The sensor is activated, he explained, when the cell uses ATP (adenosine triphosphate, the molecule that acts as an energy substrate for cells) and creates an energy deficit. In experiments with mice, the researchers found that aerobic exercise activated AMPK in muscle cells and that this somehow induced DICER expression in fat cells.
“The obvious conclusion is that the effect on gene expression occurs in the same cell where the energy deficit occurs, which is the case, but here the sensor is also activated in the muscles and controls the response that occurs in the adipose tissue,” said he said.
To confirm communication between tissues, the scientists collected blood serum from a trained animal and injected it into a sedentary animal. This “treatment” increased DICER expression in adipose tissue. In another experiment, they incubated cultured adipocytes with serum from trained mice and observed the same effect.
“This finding suggests that trained individuals have one or more molecules in their bloodstream that directly induce metabolic improvement in adipose tissue,” said Mori. “If we can identify these molecules, we can investigate whether they also produce other benefits of aerobic exercise such as cardioprotection. In addition, we could consider turning this knowledge into a drug at some point.”
In order to gain an even more detailed understanding of the metabolic regulation mechanism, the researchers analyzed all thousands of microRNAs expressed in the organism of the trained mice and compared them with those in sedentary mice.

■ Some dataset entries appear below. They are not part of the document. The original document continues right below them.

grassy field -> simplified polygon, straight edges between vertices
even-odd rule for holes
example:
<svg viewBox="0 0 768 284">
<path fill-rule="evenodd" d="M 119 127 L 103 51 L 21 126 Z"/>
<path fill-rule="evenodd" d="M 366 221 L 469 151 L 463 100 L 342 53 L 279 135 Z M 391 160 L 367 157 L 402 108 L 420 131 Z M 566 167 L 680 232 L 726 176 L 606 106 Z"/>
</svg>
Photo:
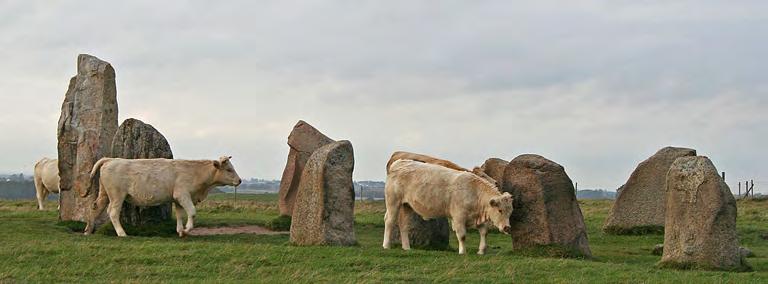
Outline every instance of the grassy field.
<svg viewBox="0 0 768 284">
<path fill-rule="evenodd" d="M 199 226 L 264 225 L 277 217 L 275 195 L 219 194 L 198 211 Z M 651 255 L 662 235 L 611 236 L 600 231 L 611 201 L 582 201 L 595 256 L 591 260 L 524 256 L 508 236 L 489 235 L 478 256 L 478 235 L 468 255 L 452 251 L 381 248 L 384 206 L 355 206 L 356 247 L 297 247 L 287 235 L 174 237 L 83 236 L 59 224 L 55 204 L 35 210 L 29 201 L 0 201 L 0 282 L 671 282 L 768 283 L 768 202 L 739 201 L 742 246 L 753 250 L 754 272 L 657 269 Z M 129 232 L 130 234 L 130 232 Z"/>
</svg>

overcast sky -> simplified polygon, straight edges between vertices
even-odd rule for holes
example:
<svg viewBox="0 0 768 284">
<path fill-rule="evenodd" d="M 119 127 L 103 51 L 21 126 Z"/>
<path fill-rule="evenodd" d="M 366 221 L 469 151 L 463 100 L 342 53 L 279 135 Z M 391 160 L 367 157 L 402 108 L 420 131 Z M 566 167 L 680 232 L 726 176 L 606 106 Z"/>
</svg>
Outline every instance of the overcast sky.
<svg viewBox="0 0 768 284">
<path fill-rule="evenodd" d="M 243 177 L 279 178 L 303 119 L 352 141 L 356 180 L 396 150 L 536 153 L 615 190 L 675 145 L 768 192 L 766 1 L 226 3 L 0 0 L 0 172 L 56 156 L 88 53 L 116 70 L 121 122 Z"/>
</svg>

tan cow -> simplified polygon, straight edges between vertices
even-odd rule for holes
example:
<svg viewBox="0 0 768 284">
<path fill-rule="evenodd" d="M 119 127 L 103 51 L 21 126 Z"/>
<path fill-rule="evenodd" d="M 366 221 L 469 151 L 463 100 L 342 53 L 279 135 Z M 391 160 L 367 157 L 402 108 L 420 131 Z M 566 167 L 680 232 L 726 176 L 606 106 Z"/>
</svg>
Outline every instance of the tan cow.
<svg viewBox="0 0 768 284">
<path fill-rule="evenodd" d="M 472 173 L 446 167 L 397 160 L 392 163 L 384 188 L 387 212 L 384 215 L 384 248 L 390 247 L 390 235 L 404 204 L 424 219 L 451 218 L 451 226 L 459 240 L 459 254 L 466 252 L 464 240 L 469 228 L 480 231 L 480 249 L 484 254 L 488 226 L 496 226 L 509 234 L 512 196 L 501 193 L 492 183 Z M 404 250 L 410 249 L 408 228 L 400 227 Z"/>
<path fill-rule="evenodd" d="M 42 158 L 35 163 L 35 193 L 39 210 L 49 193 L 59 193 L 59 160 Z"/>
<path fill-rule="evenodd" d="M 195 205 L 215 186 L 238 186 L 242 182 L 230 159 L 171 160 L 103 158 L 93 165 L 91 180 L 99 181 L 99 197 L 85 228 L 93 232 L 95 218 L 109 203 L 107 212 L 118 236 L 125 237 L 120 210 L 127 200 L 136 206 L 156 206 L 172 202 L 176 213 L 176 232 L 184 237 L 194 228 Z M 182 216 L 186 211 L 187 225 Z"/>
<path fill-rule="evenodd" d="M 501 187 L 498 181 L 493 179 L 491 176 L 487 175 L 482 169 L 480 169 L 480 167 L 475 167 L 470 171 L 448 160 L 443 160 L 443 159 L 435 158 L 432 156 L 427 156 L 424 154 L 417 154 L 417 153 L 411 153 L 411 152 L 405 152 L 405 151 L 397 151 L 392 153 L 392 156 L 389 157 L 389 161 L 387 161 L 387 173 L 389 173 L 389 167 L 392 165 L 392 163 L 394 163 L 397 160 L 413 160 L 413 161 L 427 163 L 427 164 L 439 165 L 439 166 L 443 166 L 449 169 L 454 169 L 457 171 L 471 172 L 493 183 L 494 185 L 496 185 L 496 187 Z"/>
</svg>

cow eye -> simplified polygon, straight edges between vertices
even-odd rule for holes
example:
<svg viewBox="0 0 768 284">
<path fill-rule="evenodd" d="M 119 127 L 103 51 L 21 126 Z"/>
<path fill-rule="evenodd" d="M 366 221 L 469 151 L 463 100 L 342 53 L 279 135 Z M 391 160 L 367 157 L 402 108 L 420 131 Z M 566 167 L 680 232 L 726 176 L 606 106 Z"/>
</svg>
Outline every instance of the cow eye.
<svg viewBox="0 0 768 284">
<path fill-rule="evenodd" d="M 499 209 L 499 213 L 501 213 L 501 209 Z"/>
</svg>

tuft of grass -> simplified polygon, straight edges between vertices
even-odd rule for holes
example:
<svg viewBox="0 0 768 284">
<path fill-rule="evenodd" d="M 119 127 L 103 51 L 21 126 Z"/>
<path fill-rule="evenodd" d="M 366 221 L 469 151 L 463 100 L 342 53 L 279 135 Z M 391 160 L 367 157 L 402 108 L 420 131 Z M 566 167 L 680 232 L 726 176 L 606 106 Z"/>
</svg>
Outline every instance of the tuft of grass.
<svg viewBox="0 0 768 284">
<path fill-rule="evenodd" d="M 637 226 L 632 228 L 624 228 L 619 226 L 606 226 L 603 228 L 603 232 L 611 235 L 664 235 L 664 226 Z"/>
<path fill-rule="evenodd" d="M 85 222 L 80 221 L 59 221 L 56 223 L 59 227 L 64 227 L 73 233 L 82 233 L 85 231 Z"/>
<path fill-rule="evenodd" d="M 510 251 L 510 255 L 520 255 L 526 257 L 548 257 L 548 258 L 573 258 L 573 259 L 591 259 L 590 256 L 582 254 L 573 248 L 557 244 L 539 245 L 533 247 L 519 248 Z"/>
<path fill-rule="evenodd" d="M 722 269 L 719 267 L 713 267 L 710 265 L 702 265 L 694 262 L 678 262 L 678 261 L 659 261 L 656 267 L 661 269 L 675 269 L 675 270 L 711 270 L 711 271 L 727 271 L 727 272 L 752 272 L 754 271 L 752 266 L 749 265 L 744 259 L 741 260 L 741 265 L 737 267 Z"/>
<path fill-rule="evenodd" d="M 122 224 L 125 233 L 132 237 L 178 237 L 176 232 L 176 222 L 166 220 L 157 224 L 145 224 L 141 226 L 132 226 L 129 224 Z M 85 228 L 85 227 L 83 227 Z M 82 230 L 81 230 L 82 232 Z M 104 236 L 117 236 L 115 227 L 111 222 L 107 222 L 98 227 L 94 234 Z"/>
<path fill-rule="evenodd" d="M 289 231 L 291 230 L 291 216 L 277 216 L 277 218 L 269 220 L 265 226 L 272 231 Z"/>
</svg>

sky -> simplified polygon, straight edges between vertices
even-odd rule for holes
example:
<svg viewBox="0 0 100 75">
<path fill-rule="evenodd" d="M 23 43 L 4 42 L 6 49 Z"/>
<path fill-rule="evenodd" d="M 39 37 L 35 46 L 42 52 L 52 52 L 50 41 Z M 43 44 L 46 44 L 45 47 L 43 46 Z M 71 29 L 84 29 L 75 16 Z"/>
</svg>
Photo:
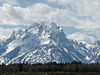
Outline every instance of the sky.
<svg viewBox="0 0 100 75">
<path fill-rule="evenodd" d="M 42 21 L 55 22 L 69 39 L 93 43 L 100 40 L 100 0 L 0 0 L 0 39 Z"/>
</svg>

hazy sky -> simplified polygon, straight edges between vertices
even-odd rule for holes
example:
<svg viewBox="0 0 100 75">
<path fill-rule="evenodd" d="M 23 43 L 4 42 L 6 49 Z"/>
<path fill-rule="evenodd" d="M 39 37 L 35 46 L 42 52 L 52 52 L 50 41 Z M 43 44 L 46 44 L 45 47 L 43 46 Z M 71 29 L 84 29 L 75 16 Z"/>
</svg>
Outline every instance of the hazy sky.
<svg viewBox="0 0 100 75">
<path fill-rule="evenodd" d="M 5 25 L 11 31 L 9 25 L 41 21 L 55 22 L 68 38 L 93 42 L 100 39 L 100 0 L 0 0 L 0 33 Z"/>
</svg>

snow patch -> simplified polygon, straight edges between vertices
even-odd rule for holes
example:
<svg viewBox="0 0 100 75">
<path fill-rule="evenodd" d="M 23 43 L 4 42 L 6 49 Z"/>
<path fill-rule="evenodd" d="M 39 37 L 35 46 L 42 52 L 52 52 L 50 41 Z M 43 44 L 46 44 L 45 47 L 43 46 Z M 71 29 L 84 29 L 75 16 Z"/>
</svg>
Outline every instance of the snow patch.
<svg viewBox="0 0 100 75">
<path fill-rule="evenodd" d="M 88 57 L 88 56 L 86 56 L 86 58 L 85 58 L 86 60 L 90 60 L 90 58 Z"/>
</svg>

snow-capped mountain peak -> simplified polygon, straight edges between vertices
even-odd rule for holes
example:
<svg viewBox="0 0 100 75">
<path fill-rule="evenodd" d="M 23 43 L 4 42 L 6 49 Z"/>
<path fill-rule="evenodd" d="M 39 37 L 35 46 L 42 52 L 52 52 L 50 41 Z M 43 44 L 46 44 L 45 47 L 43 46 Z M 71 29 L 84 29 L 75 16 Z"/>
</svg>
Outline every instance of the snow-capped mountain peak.
<svg viewBox="0 0 100 75">
<path fill-rule="evenodd" d="M 49 25 L 34 23 L 28 29 L 16 29 L 0 44 L 0 63 L 89 63 L 96 56 L 91 55 L 93 49 L 82 42 L 67 39 L 63 30 L 53 22 Z"/>
</svg>

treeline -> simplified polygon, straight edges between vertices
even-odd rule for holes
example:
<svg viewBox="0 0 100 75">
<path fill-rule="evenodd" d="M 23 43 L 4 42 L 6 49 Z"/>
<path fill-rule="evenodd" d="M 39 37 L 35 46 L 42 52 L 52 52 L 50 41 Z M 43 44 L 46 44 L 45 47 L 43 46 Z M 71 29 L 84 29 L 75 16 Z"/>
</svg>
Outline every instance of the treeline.
<svg viewBox="0 0 100 75">
<path fill-rule="evenodd" d="M 100 72 L 100 64 L 83 64 L 81 62 L 2 64 L 0 65 L 0 72 Z"/>
</svg>

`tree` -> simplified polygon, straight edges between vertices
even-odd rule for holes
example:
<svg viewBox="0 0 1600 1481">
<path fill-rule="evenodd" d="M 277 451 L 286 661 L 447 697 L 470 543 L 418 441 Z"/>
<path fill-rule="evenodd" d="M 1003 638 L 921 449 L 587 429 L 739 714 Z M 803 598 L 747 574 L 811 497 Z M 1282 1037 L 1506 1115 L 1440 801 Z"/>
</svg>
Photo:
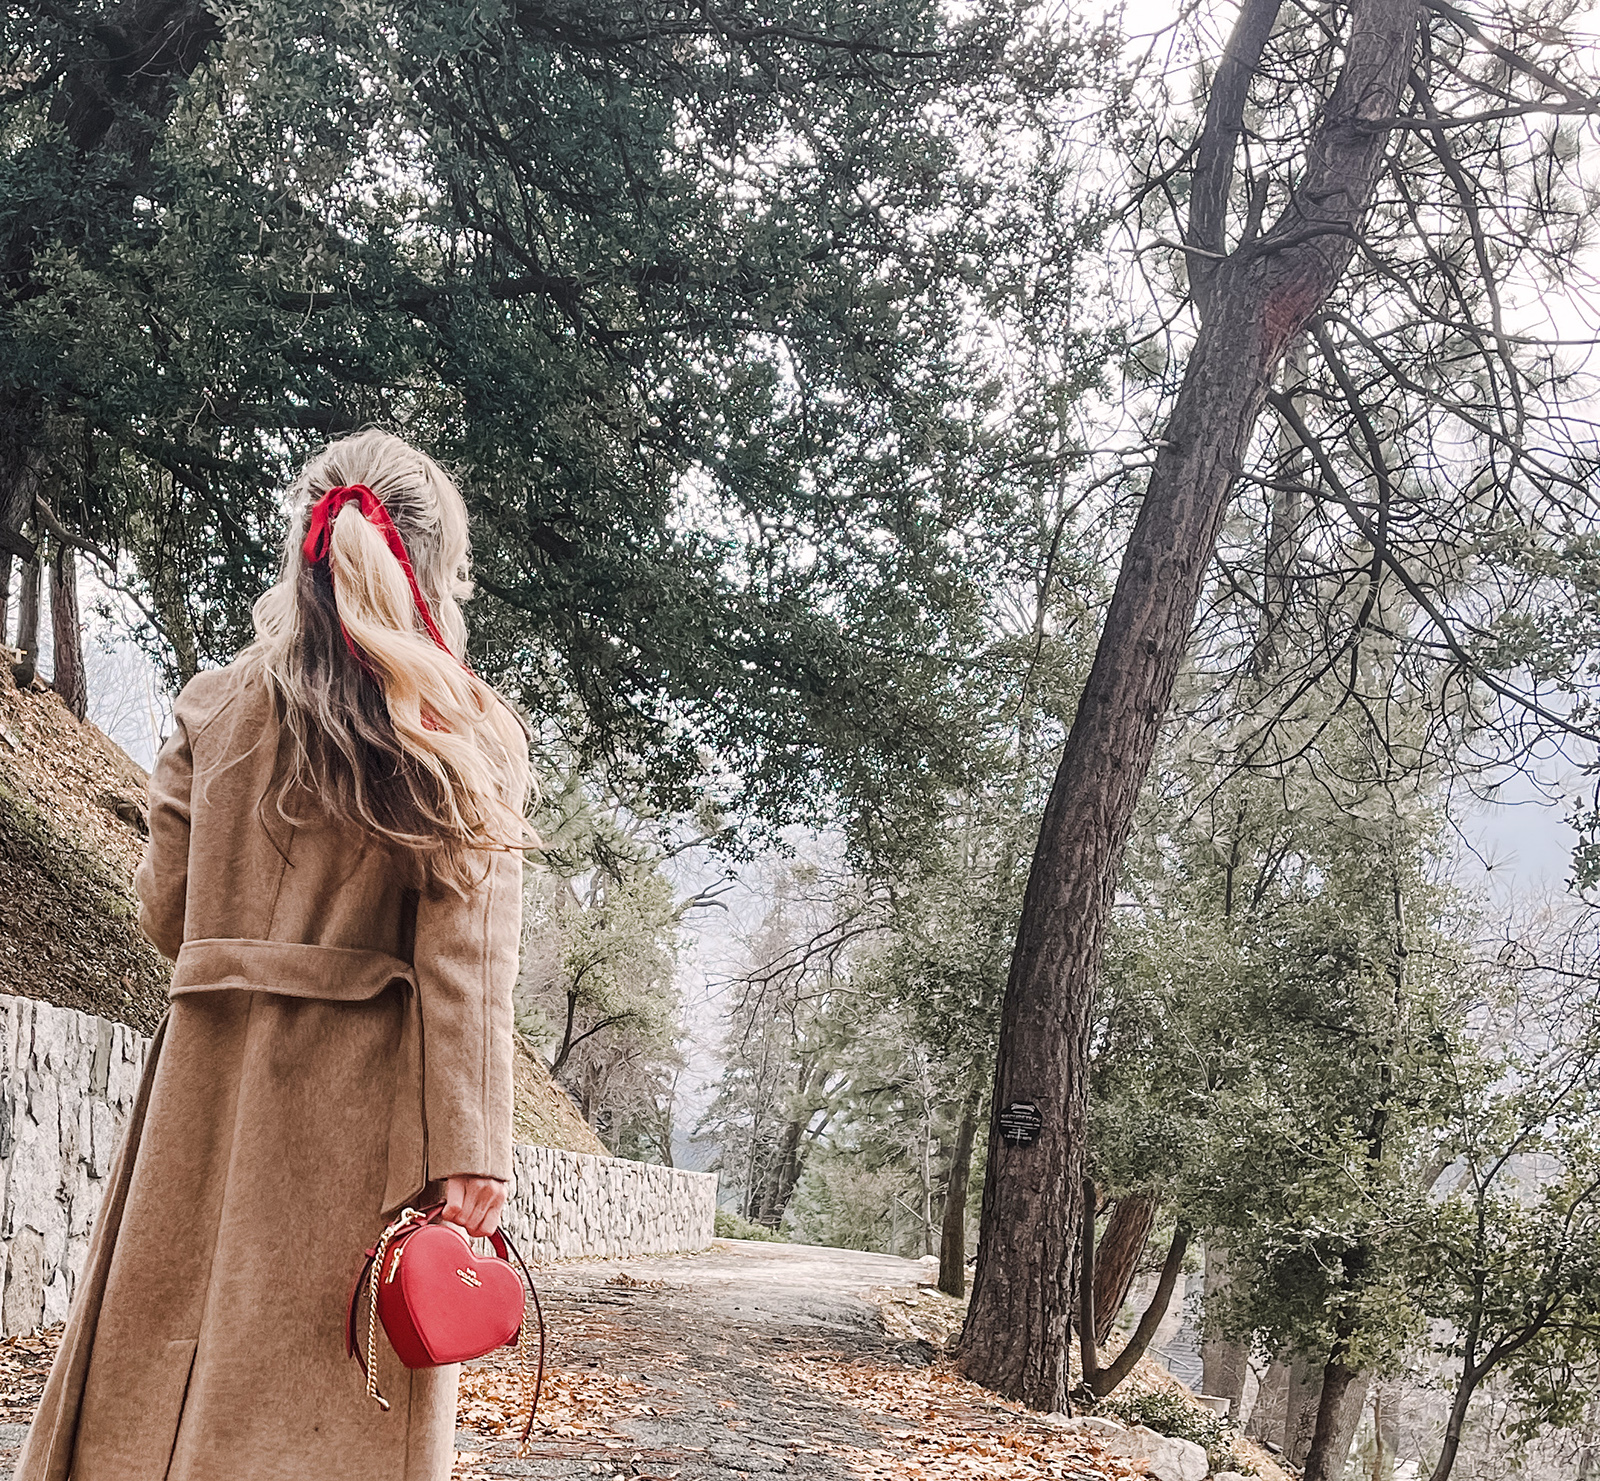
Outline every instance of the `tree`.
<svg viewBox="0 0 1600 1481">
<path fill-rule="evenodd" d="M 670 831 L 577 768 L 547 776 L 535 825 L 544 867 L 526 885 L 518 1025 L 617 1155 L 671 1166 L 683 921 L 715 891 L 680 898 Z"/>
<path fill-rule="evenodd" d="M 1189 204 L 1182 252 L 1199 328 L 1183 360 L 1181 383 L 1157 443 L 1029 879 L 1006 993 L 994 1106 L 998 1115 L 1009 1101 L 1028 1100 L 1049 1108 L 1050 1115 L 1037 1145 L 1006 1149 L 991 1158 L 978 1274 L 960 1359 L 971 1376 L 1039 1407 L 1058 1407 L 1064 1392 L 1070 1272 L 1085 1148 L 1086 1061 L 1105 923 L 1140 788 L 1186 651 L 1218 530 L 1241 471 L 1253 465 L 1259 469 L 1255 478 L 1274 479 L 1275 486 L 1287 487 L 1296 498 L 1307 490 L 1307 497 L 1342 511 L 1365 544 L 1365 566 L 1357 569 L 1370 573 L 1366 600 L 1357 604 L 1353 623 L 1345 624 L 1347 635 L 1321 673 L 1339 662 L 1346 663 L 1349 672 L 1359 672 L 1361 635 L 1374 623 L 1374 612 L 1382 612 L 1383 588 L 1392 578 L 1425 614 L 1422 626 L 1428 636 L 1417 639 L 1417 646 L 1435 654 L 1442 649 L 1458 685 L 1467 690 L 1481 685 L 1514 715 L 1535 717 L 1558 731 L 1562 728 L 1561 717 L 1536 695 L 1507 682 L 1505 674 L 1520 660 L 1495 650 L 1489 638 L 1492 623 L 1472 629 L 1469 639 L 1463 640 L 1450 612 L 1413 574 L 1408 563 L 1411 552 L 1391 542 L 1384 511 L 1396 508 L 1399 500 L 1388 465 L 1380 457 L 1385 451 L 1383 436 L 1365 436 L 1371 430 L 1370 418 L 1363 423 L 1359 400 L 1349 394 L 1348 377 L 1345 400 L 1339 404 L 1349 407 L 1347 425 L 1354 435 L 1365 438 L 1355 461 L 1374 495 L 1371 504 L 1352 494 L 1350 483 L 1340 476 L 1338 461 L 1327 456 L 1327 443 L 1296 410 L 1295 395 L 1272 386 L 1284 354 L 1308 326 L 1319 351 L 1327 342 L 1326 335 L 1317 337 L 1317 326 L 1330 313 L 1330 304 L 1342 306 L 1337 290 L 1358 250 L 1364 262 L 1368 253 L 1376 258 L 1370 276 L 1360 279 L 1363 288 L 1372 290 L 1374 302 L 1388 306 L 1394 321 L 1405 320 L 1407 278 L 1426 274 L 1421 269 L 1401 273 L 1397 284 L 1394 254 L 1401 249 L 1396 243 L 1404 238 L 1404 250 L 1419 261 L 1438 260 L 1428 255 L 1430 228 L 1419 222 L 1414 208 L 1407 216 L 1403 204 L 1412 199 L 1403 188 L 1404 176 L 1425 139 L 1435 150 L 1430 178 L 1445 182 L 1440 198 L 1455 213 L 1451 219 L 1461 223 L 1468 257 L 1465 272 L 1442 273 L 1446 286 L 1428 302 L 1437 307 L 1440 318 L 1448 317 L 1448 303 L 1454 302 L 1458 309 L 1465 306 L 1470 327 L 1461 333 L 1486 353 L 1493 349 L 1501 355 L 1508 348 L 1503 330 L 1471 317 L 1480 309 L 1490 318 L 1499 313 L 1494 272 L 1483 257 L 1481 232 L 1473 224 L 1481 221 L 1485 196 L 1478 187 L 1484 177 L 1463 175 L 1448 137 L 1458 125 L 1480 127 L 1496 119 L 1551 116 L 1569 108 L 1588 111 L 1592 104 L 1514 47 L 1489 45 L 1492 67 L 1474 71 L 1457 65 L 1460 43 L 1442 33 L 1465 36 L 1476 44 L 1483 31 L 1453 8 L 1432 10 L 1419 54 L 1420 14 L 1419 7 L 1405 0 L 1373 0 L 1352 5 L 1347 17 L 1307 12 L 1280 28 L 1280 6 L 1274 0 L 1246 3 L 1210 81 L 1203 126 L 1192 151 L 1153 179 L 1146 192 L 1159 201 L 1173 176 L 1187 173 Z M 1303 46 L 1298 45 L 1301 42 Z M 1558 54 L 1570 50 L 1559 36 L 1550 44 Z M 1275 64 L 1288 57 L 1299 65 L 1275 70 Z M 1315 65 L 1307 66 L 1308 58 Z M 1330 81 L 1331 88 L 1322 92 Z M 1441 113 L 1435 105 L 1436 84 L 1454 89 L 1448 112 Z M 1523 84 L 1526 93 L 1513 96 Z M 1492 102 L 1480 117 L 1471 100 L 1485 96 Z M 1252 108 L 1261 109 L 1262 117 L 1253 118 L 1247 129 Z M 1253 141 L 1279 124 L 1287 132 L 1257 154 Z M 1391 145 L 1396 139 L 1401 143 Z M 1507 157 L 1504 150 L 1495 156 L 1502 163 Z M 1535 174 L 1538 161 L 1545 157 L 1547 151 L 1539 143 L 1519 156 L 1532 161 L 1528 169 Z M 1395 185 L 1402 204 L 1392 206 L 1386 197 L 1374 215 L 1380 180 Z M 1414 181 L 1410 188 L 1415 188 Z M 1265 224 L 1269 208 L 1276 211 L 1270 226 Z M 1390 230 L 1397 216 L 1409 221 L 1407 231 Z M 1230 219 L 1238 223 L 1238 239 L 1231 247 Z M 1374 220 L 1381 227 L 1376 234 L 1371 230 Z M 1453 239 L 1452 249 L 1454 245 Z M 1448 269 L 1454 258 L 1447 256 L 1444 261 Z M 1373 287 L 1382 283 L 1389 289 L 1387 299 Z M 1475 295 L 1452 300 L 1450 291 L 1462 283 L 1472 284 Z M 1383 324 L 1387 331 L 1389 322 L 1382 310 L 1373 302 L 1364 309 L 1364 322 Z M 1369 348 L 1371 339 L 1368 335 Z M 1381 348 L 1372 353 L 1383 361 Z M 1330 357 L 1330 366 L 1335 363 Z M 1384 374 L 1398 382 L 1393 362 L 1383 363 Z M 1506 376 L 1513 383 L 1501 393 L 1505 399 L 1515 401 L 1516 383 L 1527 374 L 1524 365 L 1505 372 L 1499 384 Z M 1366 384 L 1385 382 L 1380 377 Z M 1298 444 L 1300 461 L 1314 474 L 1273 475 L 1269 470 L 1278 461 L 1275 454 L 1252 445 L 1258 414 L 1269 399 Z M 1448 400 L 1440 392 L 1427 404 L 1436 409 Z M 1460 400 L 1452 405 L 1451 414 L 1457 413 L 1469 423 L 1476 416 Z M 1492 424 L 1481 440 L 1504 446 Z M 1496 491 L 1516 487 L 1525 464 L 1532 466 L 1527 481 L 1536 489 L 1569 486 L 1572 465 L 1565 461 L 1564 451 L 1552 458 L 1556 465 L 1552 468 L 1541 466 L 1531 455 L 1523 458 L 1528 450 L 1520 434 L 1511 444 L 1515 473 L 1495 479 L 1498 464 L 1493 457 L 1489 460 L 1491 477 L 1486 482 Z M 1401 445 L 1407 445 L 1403 437 Z M 1419 461 L 1424 445 L 1418 443 Z M 1424 497 L 1427 492 L 1421 491 Z M 1416 495 L 1408 490 L 1408 497 Z M 1377 518 L 1371 512 L 1373 504 Z M 1283 518 L 1278 538 L 1268 542 L 1267 574 L 1281 582 L 1284 570 L 1298 564 L 1305 534 L 1297 527 L 1293 500 L 1280 500 L 1273 507 Z M 1420 523 L 1431 506 L 1408 507 L 1416 510 Z M 1435 519 L 1435 528 L 1437 523 Z M 1290 528 L 1285 530 L 1285 524 Z M 1559 545 L 1548 522 L 1533 528 L 1540 533 L 1530 544 Z M 1537 588 L 1537 583 L 1533 586 Z M 1326 586 L 1308 590 L 1317 596 L 1327 592 Z M 1255 595 L 1258 602 L 1268 600 L 1259 587 Z M 1530 599 L 1539 599 L 1537 590 Z M 1314 602 L 1306 605 L 1327 626 L 1334 626 L 1327 623 L 1328 608 Z M 1335 605 L 1332 610 L 1344 609 Z M 1587 613 L 1585 601 L 1580 601 L 1579 611 Z M 1391 640 L 1390 634 L 1392 641 L 1407 640 L 1403 625 L 1391 627 L 1386 617 L 1377 623 L 1385 640 Z M 1234 635 L 1237 638 L 1237 629 Z M 1283 682 L 1289 691 L 1286 700 L 1303 693 L 1299 678 L 1286 676 Z M 1461 706 L 1445 701 L 1438 712 L 1447 720 L 1459 718 Z"/>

“We have identified a molecule called miR-203-3p, the expression of which increases with both exercise and calorie restriction,” said Mori. “We have shown that this microRNA is responsible for promoting metabolic adaptation in adipocytes. When muscles use up all of their glycogen during prolonged training, molecular signals are sent to the adipose tissue and miR-203-3p optimizes fat metabolism. We found this metabolism flexibility which is essential for good health and improved performance. “
Without this modulation, the adipocytes’ glucose consumption increases during exercise, leaving the muscles with less energy substrate, he added. This can lead to hypoglycemia, one of the major performance impairments for athletes.
“In genetically engineered mice that do not express DICER in adipocytes, this conversation between adipose tissue and muscles does not take place. It is a model that mimics aging and obesity. When DICER decreases, metabolic health is poor and degenerative processes accelerate”, said Mori.
Source:
São Paulo Research Foundation
Journal reference:
Brandão, BB, et al. (2020) Dynamic changes in DICER levels in adipose tissue control the metabolic adaptations to exercise. Procedure of the National Academy of Sciences. doi.org/10.1073/pnas.2011243117.